The duo will do so with the R Racing outfit that has won each of the last four drivers’ championships.
The Silverstone winter series event is often a good indicator of form, with seven winter series champions going onto win the main series title the following year.
Recent karting graduates Coronel and Lindblom (above) already have some experience of the cars, having reached the final stage of a recent Ginetta scholarship contest at Blyton Park.
Coronel - son of touring car drivers Tom Coronel and Paulien Zwart - and Lindblom joined Red Bull’s junior programme after impressing during a shootout for a group of drivers aged 13-16.
They tested GP3 and Formula 4 cars at Jerez with technical support provided by Campos - which runs Red Bull juniors in Formula 2, Formula 3 and F4.
That shootout was part of a push from Red Bull to improve its junior programme, having lost its edge in recent years as rivals have ramped up their own young driver academies.
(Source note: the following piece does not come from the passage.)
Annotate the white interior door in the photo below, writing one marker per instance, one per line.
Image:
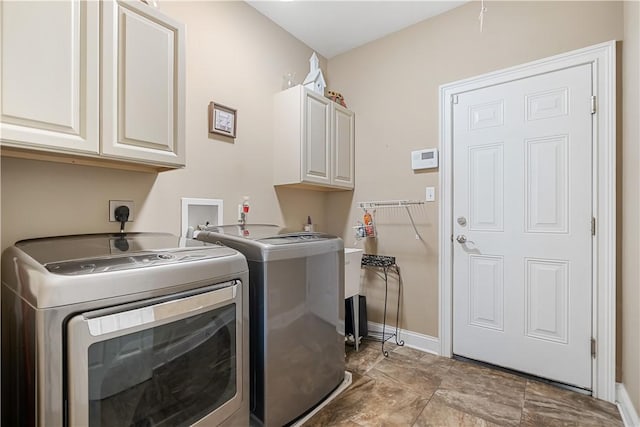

That's all with the long-term goal of ensuring it has enough credible future Red Bull Racing drivers, having had to look outside its own driver pool several times in recent years.
Starting in Ginettas allows young drivers to begin their car racing careers before being old enough to race in an FIA-certified Formula 4 championship, which has a minimum age of 15.
Lindblom called racing in Ginettas “good preparation for single-seaters in 2026”, while Coronel said “I don’t have any real expectations, I primarily want to learn as much as possible and gain experience”.
Ginetta will introduce a series of changes for 2025, including the introduction of the Ginetta G40 Junior Evo, an upgraded version of the current car.
The Silverstone winter series weekend will be streamed live on the BRSCC YouTube channel as part of the Walter Hayes Trophy coverage, as well as GinettaTV’s YouTube channel.